In 1800 Masquerier revisited Paris, and claimed, through the interest of Madame Tallien, whose portrait he painted, to have made a drawing of Napoleon Bonaparte as first consul. He certainly returned to England with sketches and notes, and with the help of Charles Turner and Henry Bernard Chalon very hurriedly painted in his London studio a picture of Napoleon reviewing the Consular Guards in the Court of the Tuileries, which he exhibited in Piccadilly in 1801. This picture attracted large crowds on the assumption that it was the first authentic likeness of Napoleon exhibited in England. The writer "Peter Porcupine" (an alias of William Cobbett, then a fierce critic of the French Revolution) accused him of being an alien spy and emissary of Napoleon. As a result, he was summoned to the Alien Office by John Reeves, and only saved himself from deportation by the producing the registration of his birth at Chelsea.
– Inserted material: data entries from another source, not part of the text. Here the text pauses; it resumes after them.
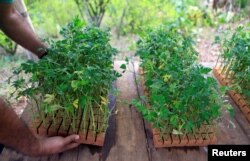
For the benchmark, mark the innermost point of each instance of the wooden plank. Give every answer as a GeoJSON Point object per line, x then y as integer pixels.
{"type": "Point", "coordinates": [225, 136]}
{"type": "Point", "coordinates": [130, 142]}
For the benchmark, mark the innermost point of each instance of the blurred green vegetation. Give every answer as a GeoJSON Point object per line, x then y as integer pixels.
{"type": "Point", "coordinates": [50, 15]}
{"type": "Point", "coordinates": [129, 16]}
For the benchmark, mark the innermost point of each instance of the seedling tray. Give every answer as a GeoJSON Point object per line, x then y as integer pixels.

Masquerier painted more than 400 portraits in the first 28 years of his professional career. He also showed a few subject pictures at the Royal Academy, such as The Fortune Teller (1800), Petrarch and Laura (1803), and January and May (1808). In 1814 he fetched his mother from Paris, and provided for her maintenance in England. It was probably on this journey that he painted a portrait of Emma, Lady Hamilton. The next year he visited the field of Waterloo and made a painting of La Belle Alliance. He also drew a portrait of Napoleon's guide, J.B. Coster.

The early part of his career as a portraitist was much helped by the patronage of a Mr. Alexander, Chairman of Ways and Means in the House of Commons, and Major Scott Waring, a zealous supporter of Warren Hastings at his trial. Masquerier's portrait of Hastings is now in the collection of the Art Gallery of New South Wales. At a rather later period he enjoyed the friendship of Sir Francis Burdett, and of his youngest daughter Angela, later Baroness Burdett Coutts. Other notable subjects he painted included Frances Mary Richardson Currer, Harriet Mellon and Miss O'Neil, besides many of his personal friends and relations. He also painted more than one self-portrait.

In 1823 Masquerier retired from his profession, having amassed a comfortable fortune, and settled at Brighton, where he spent the rest of his life. He revisited Paris in 1850, and in 1851 toured Germany with Henry Crabb Robinson. He continued to paint occasionally; in 1831 he exhibited A Marriage in the Church of St. Germain l'Auxerrois, Paris, and in 1838 Buonaparte and Marie Louise viewing the Tomb of Charles the Bold at Bruges. He died at Brighton on 13 March 1855. His remaining pictures, sketchbooks, etc. were inherited by his relative, D. E. Forbes, and were sold by Christie's on 19 January 1878. A number of his sketchbooks were in the possession of his friend, Baroness Burdett Coutts.

His obituarist in the Gentleman's Magazine felt that, despite his professional success, which had been greatly aided by his charm and sociable nature, "his afterlife as an artist did not fulfil the promise of his youth."

==Family==
In 1812 he married Rachel, widow of Dr. Robert Eden Scott, professor of moral philosophy at Aberdeen, daughter of Duncan Forbes, of Thainstone; she died in 1850, leaving no children.